Forum Rektor Indonesia (FRI) mengapresiasi hasil inovasi alat tes cepat pendeteksi COVID-19, GeNose C19 dan CePAD, yang telah mendapat izin edar dari Kementerian Kesehatan serta mendorong perguruan tinggi untuk menggunankannya.

"Hasil inovasi GeNose C19 dan CePAD ini adalah prestasi luar biasa dan wujud kontribusi nyata dari perguruan tinggi Indonesia untuk bangsa," kata Ketua Forum Rektor Indonesia (FRI), Prof Dr Arif Satria, MSi, melalui pernyataan tertulisnya, Selasa.

Menurut Arif Satria, FRI mendorong agar perguruan tinggi se-Indonesia dapat memanfaatkan inovasi GeNose C19 dan CePAD, yakni alat tes cepat pendeteksi COVID-19 produksi dalam negeri.

Baca juga: Alat deteksi COVID-19 "GeNose" UGM mandapat izin edar

"IPB telah memesan GeNose C19 untuk kepentingan tes cepat di Klinik IPB," kata Arif Satria, yang juga Rektor IPB University,

Arif Satria menjelaskan lima ribu unit GeNose C19 yang merupakan hasil inovasi dari tim peneliti Universitas Gajah Mada Yogyakarta, siap didistribusikan pada Februari 2020.

"Alat deteksi cepat COVID-19 melalui hembusan nafas ini disebut memiliki sensitifitas hingga 90 persen dan spesifitas mencapai 96 persen," katanya.

Satu unit Genose C19 dijual Rp62 juta dan dapat digunakan untuk mendeteksi COVID-19 melalui hembusan napas dengan sangat cepat, hanya sekitar dua menit tanpa memerlukan reagen maupun bahan kimia lainnya.

Baca juga: PMI dapat bantuan ribuan alat deteksi COVID-19

Menurut Arif, fleksibilitas penggunaan GeNose C19 memungkinkan penempatannya di bandara, stasiun, terminal, rumah sakit, perkantoran, kampus, dan tempat umum lainnya, seperti tempat wisata dan pusat perbelanjaan, sehingga masyarakat diharapkan dapat beraktifitas dengan aman dan nyaman pada situasi
pemulihan ekonomi saat ini.

Sementara itu, produk tes cepat, CePAD, yang dikembangkan Universitas Pajajaran (Unpad) Bandung, juga berfungsi sebagai pendeteksi cepat COVID-19 melalui uji antigen virus corona diambil dari sampel nasal swab.

Menurut dia, uji CePAD ini mendeteksi protein virus dengan viral load tinggi di awal infeksi.
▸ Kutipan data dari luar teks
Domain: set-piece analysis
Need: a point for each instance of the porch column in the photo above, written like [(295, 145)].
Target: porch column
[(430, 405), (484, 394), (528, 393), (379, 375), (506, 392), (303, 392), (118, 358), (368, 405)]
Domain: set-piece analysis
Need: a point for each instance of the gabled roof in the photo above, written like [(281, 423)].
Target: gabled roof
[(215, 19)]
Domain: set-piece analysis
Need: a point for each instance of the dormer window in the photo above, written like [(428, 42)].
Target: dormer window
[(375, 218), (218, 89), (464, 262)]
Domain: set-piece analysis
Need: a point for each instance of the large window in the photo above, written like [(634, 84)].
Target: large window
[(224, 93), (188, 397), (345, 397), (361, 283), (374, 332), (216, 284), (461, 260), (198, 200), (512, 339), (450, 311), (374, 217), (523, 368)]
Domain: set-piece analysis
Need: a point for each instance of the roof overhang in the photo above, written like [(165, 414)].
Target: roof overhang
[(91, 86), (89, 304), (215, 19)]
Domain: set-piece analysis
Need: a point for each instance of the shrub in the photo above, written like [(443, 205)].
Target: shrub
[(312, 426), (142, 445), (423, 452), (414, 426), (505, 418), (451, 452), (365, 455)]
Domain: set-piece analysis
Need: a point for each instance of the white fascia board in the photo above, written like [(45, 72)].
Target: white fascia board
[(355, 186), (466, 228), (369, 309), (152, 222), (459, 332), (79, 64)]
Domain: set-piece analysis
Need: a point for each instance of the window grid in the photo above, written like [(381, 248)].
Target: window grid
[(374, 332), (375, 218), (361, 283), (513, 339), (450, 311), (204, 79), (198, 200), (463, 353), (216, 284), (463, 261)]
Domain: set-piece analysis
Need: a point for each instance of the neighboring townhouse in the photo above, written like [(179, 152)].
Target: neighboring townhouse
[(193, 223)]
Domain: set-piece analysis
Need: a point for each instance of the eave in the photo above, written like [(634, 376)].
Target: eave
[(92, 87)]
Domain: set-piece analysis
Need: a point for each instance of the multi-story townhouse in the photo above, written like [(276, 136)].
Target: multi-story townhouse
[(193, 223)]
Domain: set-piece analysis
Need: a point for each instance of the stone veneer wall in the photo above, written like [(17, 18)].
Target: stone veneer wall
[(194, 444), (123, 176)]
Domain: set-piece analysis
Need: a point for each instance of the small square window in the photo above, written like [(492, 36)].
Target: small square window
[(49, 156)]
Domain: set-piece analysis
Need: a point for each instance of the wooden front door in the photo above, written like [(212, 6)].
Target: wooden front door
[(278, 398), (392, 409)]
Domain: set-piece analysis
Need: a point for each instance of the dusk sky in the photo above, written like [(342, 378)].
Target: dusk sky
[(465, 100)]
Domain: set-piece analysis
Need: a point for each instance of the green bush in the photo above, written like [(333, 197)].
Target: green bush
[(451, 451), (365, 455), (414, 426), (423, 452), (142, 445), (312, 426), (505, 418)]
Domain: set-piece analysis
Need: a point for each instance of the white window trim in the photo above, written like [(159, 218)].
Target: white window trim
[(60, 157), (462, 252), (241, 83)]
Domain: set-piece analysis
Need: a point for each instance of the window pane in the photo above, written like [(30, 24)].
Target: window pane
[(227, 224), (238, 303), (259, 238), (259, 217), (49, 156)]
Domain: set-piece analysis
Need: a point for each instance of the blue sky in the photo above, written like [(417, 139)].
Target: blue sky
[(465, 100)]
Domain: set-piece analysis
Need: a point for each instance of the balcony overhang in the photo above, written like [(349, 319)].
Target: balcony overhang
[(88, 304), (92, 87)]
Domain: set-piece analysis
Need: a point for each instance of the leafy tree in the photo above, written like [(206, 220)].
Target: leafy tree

Hasil dari tes CePAD waktunya relatif cepat, yaitu sekitar 15 menit dengan tingkat akurasi tinggi.

Baca juga: UI kembangkan DSS-CovIDNet alat deteksi pneumonia akibat COVID-19

Tes antigen sudah mendapat rekomendasi dari Organisasi Kesehatan Dunia atau WHO serta rekomendasi dari Perhimpunan Patologi Klinis Indonesia.

"Produk tes CePAD dari Unpad sudah mendapatkan izin edar dari Kementerian Kesehatan, sejak 4 November lalu. Sejumlah rumah sakit dan laboratorium kesehatan di Jawa Barat sudah menggunakan produk ini," katanya.

Menurut Arif, kehadiran alat ini sangat diapresiasi, sebab GeNose C19 dan CePAD dapat memperkuat sistem survailans 4T yakni testing, tracing, tracking, serta treatment.

Sedangkan, Gerakan 3 M yaitu memakai masker, mencuci tangan, dan menjaga jarak, harus tetap dilakukan, guna meminimallisir penyebaran virus corona baru.